I can read a lot from how your body reacts to various techniques. Generally if I go too deep some muscles will tighten, either where I’m working or elsewhere. If a stone is too hot, you might shift or react. If a stone isn’t cold enough, you very likely will show discomfort.

But I am not in your skin. I can only estimate how a given technique or temperature affects you, and that is why it is very important that you speak up the moment something doesn’t feel good.

You are in charge of the session. You decide if something is too much or too little. The therapist might explain why a technique is done in that way, and you can then evaluate if that is acceptable. But in the end, you decide. You are in power.

So please speak up, you are empowered.

About Pia Poulsen

Pia Poulsen is educated as a wellness massage therapist at Institut FIGARI in Paris, from where she passed her certification exam in January 2008. Since then she has expanded her skills to become the first Advanced LaStone® practitioner in France as well as a certified LaStone® instructor.


5 Responses to “Client, speak up and be empowered”

  1. I second that.

    If you go to the restaurant, and the soup is too cold… If you don't speak up, you'll leave unsatisfied and the restaurant will lose a customer.

    This is even more important with body therapy; Coming up with the right mix of pressure or temperature during a massage is way harder than coming up with a bowl of soup at an OK temperature. Everyone responds differently to pressure and temperature.

    If something does not feel right and you don't speak up, the therapist will keep on doing it, you'll end the session feeling unsatisfied and probably not come back. Both you and the therapist lose in such a scenario.

    Give some feedback to the therapist! Give him/her a chance to adapt to your needs and provide you with a massage that fills your need.

    Posted by MasterBaker | Wednesday 9 March, 2011, 17:13
  2. I had a massage therapist tell me that she would not be offended if I spoke up to say “xyz” and I found that helpful since I often debate (internally) about what is tactful and what is not.

    There was one point in the massage when the pressure was too deep and I might have tried to endure the deep pressure but, because of what she said and maybe the way she said it, I immediately spoke up.

    Posted by 'Drea | Thursday 10 March, 2011, 05:17
  3. Dear MasterBaker and 'Drea,

    Thank you so much for your comments.

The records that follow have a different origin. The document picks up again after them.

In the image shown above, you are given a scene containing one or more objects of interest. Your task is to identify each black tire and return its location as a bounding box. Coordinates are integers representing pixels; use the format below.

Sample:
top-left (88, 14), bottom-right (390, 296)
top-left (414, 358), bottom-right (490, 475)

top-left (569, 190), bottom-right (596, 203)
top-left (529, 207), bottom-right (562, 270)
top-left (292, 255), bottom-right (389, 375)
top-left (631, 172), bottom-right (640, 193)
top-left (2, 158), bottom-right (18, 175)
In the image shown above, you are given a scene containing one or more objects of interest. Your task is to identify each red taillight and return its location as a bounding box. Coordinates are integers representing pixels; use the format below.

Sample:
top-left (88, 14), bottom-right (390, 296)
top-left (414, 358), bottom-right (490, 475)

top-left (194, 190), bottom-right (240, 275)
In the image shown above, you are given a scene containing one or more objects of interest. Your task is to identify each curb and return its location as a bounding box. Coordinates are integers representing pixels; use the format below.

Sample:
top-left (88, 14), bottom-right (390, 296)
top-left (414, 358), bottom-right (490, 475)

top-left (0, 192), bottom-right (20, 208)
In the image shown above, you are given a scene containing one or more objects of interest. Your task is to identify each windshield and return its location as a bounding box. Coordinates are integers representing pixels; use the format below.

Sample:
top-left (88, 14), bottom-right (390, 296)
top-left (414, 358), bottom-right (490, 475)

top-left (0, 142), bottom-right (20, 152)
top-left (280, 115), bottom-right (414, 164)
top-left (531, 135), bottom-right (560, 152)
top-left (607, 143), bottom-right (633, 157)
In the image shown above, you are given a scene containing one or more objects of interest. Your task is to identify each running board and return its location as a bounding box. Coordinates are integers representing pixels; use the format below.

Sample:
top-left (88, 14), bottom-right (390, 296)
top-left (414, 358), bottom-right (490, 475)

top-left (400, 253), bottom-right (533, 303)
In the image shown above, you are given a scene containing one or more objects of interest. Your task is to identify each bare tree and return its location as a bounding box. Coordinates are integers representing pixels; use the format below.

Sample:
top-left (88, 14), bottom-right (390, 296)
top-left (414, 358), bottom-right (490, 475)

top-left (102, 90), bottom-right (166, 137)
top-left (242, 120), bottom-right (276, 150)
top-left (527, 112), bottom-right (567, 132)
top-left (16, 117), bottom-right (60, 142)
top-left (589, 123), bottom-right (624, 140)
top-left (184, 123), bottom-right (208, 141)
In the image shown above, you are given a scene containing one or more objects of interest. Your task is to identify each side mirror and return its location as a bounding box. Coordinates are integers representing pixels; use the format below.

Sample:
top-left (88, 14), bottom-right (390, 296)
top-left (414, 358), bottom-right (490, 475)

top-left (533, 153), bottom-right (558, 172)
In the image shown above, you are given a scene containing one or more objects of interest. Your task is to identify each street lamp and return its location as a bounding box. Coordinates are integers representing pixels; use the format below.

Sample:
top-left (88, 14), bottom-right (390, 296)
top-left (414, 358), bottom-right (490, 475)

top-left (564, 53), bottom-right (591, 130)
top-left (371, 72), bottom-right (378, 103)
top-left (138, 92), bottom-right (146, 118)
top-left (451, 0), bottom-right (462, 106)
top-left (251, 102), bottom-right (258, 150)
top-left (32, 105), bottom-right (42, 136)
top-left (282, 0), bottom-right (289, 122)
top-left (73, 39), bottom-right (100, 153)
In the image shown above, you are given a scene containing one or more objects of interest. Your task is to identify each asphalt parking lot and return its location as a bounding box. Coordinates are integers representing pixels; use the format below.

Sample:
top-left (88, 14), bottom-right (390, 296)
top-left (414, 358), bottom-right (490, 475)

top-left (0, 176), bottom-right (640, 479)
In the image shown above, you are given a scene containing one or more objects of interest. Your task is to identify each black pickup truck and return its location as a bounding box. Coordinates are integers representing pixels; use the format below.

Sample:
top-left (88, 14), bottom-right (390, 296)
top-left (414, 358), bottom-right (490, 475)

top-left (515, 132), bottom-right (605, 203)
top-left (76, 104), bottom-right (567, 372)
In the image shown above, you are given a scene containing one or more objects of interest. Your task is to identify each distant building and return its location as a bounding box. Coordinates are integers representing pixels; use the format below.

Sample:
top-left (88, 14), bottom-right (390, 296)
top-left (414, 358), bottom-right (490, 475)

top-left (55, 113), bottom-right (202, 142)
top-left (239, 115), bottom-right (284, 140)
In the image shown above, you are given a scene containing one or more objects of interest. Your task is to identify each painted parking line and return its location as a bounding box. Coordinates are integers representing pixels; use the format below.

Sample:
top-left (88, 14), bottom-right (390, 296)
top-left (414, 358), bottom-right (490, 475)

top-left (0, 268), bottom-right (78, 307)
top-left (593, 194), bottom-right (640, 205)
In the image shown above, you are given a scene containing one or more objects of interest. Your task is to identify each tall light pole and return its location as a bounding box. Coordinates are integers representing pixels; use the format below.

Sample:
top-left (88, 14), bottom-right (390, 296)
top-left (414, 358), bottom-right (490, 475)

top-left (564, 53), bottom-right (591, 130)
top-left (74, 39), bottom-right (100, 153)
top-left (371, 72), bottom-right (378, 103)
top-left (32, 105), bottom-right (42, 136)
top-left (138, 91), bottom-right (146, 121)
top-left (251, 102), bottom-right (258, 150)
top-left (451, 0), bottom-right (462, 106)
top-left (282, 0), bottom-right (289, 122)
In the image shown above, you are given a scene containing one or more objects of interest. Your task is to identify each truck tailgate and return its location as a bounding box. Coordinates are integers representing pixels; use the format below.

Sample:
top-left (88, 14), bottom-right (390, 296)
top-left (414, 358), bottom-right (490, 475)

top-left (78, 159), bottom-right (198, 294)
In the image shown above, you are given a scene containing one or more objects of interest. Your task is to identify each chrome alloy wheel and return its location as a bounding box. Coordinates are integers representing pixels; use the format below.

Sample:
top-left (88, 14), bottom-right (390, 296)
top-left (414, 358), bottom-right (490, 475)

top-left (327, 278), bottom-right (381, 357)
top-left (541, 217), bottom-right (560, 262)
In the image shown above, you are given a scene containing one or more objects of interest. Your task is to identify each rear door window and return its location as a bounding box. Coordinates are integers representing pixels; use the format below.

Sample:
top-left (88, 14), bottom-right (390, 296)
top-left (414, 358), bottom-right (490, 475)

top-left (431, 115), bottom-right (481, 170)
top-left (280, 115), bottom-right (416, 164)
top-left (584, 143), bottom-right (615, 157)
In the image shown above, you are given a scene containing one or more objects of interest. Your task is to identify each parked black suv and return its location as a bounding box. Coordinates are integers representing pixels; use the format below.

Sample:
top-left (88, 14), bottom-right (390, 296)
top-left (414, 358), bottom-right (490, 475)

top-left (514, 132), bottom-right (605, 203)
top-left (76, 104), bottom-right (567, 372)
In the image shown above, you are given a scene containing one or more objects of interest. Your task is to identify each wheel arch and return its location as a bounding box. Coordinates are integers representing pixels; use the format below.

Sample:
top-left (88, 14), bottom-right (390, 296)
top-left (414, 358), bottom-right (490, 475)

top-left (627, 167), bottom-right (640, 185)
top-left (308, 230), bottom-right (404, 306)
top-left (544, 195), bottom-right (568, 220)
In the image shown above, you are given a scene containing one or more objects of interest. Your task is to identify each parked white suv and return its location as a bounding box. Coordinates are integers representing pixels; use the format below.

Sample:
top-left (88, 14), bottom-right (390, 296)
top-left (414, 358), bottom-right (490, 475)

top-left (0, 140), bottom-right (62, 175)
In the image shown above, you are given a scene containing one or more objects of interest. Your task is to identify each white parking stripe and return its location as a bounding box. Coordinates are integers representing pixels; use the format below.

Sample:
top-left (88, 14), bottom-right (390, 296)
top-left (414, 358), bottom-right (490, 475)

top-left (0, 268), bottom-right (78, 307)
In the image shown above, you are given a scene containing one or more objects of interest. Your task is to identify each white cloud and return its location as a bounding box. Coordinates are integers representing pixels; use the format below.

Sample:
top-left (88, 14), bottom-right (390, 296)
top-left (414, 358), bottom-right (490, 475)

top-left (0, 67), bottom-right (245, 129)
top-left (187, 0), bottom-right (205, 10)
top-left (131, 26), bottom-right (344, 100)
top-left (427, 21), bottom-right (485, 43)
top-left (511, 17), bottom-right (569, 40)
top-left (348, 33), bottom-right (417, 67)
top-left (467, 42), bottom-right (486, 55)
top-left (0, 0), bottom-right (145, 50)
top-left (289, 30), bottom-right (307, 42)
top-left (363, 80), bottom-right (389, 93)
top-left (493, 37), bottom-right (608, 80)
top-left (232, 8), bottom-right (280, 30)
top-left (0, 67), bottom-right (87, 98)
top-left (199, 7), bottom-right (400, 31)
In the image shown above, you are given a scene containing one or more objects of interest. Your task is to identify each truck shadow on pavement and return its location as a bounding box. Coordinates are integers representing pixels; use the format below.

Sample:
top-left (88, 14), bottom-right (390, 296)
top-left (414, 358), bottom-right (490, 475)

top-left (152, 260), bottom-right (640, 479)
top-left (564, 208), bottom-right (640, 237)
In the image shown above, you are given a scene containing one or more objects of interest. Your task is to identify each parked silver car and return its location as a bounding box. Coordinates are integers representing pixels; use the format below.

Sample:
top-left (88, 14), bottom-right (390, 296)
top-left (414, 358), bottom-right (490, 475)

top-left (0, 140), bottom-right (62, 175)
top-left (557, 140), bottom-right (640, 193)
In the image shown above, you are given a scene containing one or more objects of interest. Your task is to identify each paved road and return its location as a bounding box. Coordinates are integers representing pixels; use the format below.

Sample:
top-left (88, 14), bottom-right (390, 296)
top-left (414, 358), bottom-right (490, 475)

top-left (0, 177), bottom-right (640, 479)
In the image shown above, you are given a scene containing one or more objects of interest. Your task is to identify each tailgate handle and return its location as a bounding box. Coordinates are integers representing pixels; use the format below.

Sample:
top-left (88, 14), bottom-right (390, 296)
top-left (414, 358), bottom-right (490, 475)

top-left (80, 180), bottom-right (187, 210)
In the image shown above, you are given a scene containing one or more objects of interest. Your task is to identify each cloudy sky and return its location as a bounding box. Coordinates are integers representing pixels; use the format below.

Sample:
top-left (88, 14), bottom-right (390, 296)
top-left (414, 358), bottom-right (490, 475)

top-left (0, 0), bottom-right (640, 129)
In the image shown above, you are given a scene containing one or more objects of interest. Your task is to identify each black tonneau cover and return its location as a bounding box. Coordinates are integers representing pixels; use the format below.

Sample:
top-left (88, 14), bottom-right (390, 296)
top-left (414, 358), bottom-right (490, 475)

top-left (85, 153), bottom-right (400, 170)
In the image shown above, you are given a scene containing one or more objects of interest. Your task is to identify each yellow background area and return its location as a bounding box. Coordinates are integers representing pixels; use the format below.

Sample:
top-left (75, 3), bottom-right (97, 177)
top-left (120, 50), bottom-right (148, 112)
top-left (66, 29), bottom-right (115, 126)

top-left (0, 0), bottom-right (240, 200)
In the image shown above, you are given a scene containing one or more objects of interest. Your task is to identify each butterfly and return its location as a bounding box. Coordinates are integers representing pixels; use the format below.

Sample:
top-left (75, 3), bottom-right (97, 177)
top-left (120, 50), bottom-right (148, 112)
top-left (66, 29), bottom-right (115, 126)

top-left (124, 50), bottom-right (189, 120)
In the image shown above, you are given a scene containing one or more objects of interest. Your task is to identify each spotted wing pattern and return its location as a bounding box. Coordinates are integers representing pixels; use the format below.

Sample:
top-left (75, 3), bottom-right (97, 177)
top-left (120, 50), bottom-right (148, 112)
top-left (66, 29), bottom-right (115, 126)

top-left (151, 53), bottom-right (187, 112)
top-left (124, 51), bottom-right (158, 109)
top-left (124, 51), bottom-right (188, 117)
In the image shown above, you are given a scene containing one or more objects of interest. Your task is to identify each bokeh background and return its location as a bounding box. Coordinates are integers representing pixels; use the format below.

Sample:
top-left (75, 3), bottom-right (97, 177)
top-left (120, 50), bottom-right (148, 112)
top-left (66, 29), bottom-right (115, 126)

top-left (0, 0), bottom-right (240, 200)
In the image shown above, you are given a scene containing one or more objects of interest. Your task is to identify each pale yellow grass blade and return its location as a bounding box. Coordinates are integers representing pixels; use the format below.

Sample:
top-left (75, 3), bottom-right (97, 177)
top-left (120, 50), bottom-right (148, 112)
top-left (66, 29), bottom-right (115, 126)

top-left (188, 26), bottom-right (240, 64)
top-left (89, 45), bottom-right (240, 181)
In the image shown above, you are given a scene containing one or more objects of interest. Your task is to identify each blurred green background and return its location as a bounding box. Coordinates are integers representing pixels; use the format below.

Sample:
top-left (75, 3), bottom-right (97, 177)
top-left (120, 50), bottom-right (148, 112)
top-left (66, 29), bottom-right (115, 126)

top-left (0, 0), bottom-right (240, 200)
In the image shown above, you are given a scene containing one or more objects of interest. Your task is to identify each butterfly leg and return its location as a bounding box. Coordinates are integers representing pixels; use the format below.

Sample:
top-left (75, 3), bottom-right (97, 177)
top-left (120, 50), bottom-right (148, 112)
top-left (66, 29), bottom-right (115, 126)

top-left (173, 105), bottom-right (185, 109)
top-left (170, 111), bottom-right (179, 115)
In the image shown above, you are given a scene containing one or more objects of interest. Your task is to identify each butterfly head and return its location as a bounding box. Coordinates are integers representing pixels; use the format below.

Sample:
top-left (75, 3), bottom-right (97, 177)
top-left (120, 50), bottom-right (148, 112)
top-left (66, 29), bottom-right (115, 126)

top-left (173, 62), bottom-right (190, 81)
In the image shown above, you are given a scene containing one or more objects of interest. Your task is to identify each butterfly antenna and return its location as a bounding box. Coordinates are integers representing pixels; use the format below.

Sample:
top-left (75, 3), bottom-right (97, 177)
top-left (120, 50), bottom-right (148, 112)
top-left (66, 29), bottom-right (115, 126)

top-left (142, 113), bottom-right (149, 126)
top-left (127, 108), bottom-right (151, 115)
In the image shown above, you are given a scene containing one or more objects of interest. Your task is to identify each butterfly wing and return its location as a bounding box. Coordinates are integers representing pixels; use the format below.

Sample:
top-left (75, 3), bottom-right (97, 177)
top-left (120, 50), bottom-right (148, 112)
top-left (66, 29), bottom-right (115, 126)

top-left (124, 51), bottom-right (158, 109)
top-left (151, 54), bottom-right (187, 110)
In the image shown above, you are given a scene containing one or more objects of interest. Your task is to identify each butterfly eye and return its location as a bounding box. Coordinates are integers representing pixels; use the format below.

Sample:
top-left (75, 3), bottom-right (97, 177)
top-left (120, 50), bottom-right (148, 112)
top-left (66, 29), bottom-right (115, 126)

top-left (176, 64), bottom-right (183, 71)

By you sharing your thoughts and experiences, you help educate the “general public” about the importance of speaking up.

    Keep on telling others about it 🙂


    Posted by Pia | Thursday 10 March, 2011, 07:53
  4. I always ask the client before and during the massage to speak up and let me know if anything is uncomfortable or not right with what I am doing. Massage is an intuitive profession but the therapist also needs to be guided by the client so that they get the maximum benefit during their treatment.

    Posted by Lynda | Monday 21 March, 2011, 23:19
  5. Dear Lynda,

    Thank you for your feedback. Unfortunately not everybody remember to remind the clients to speak up.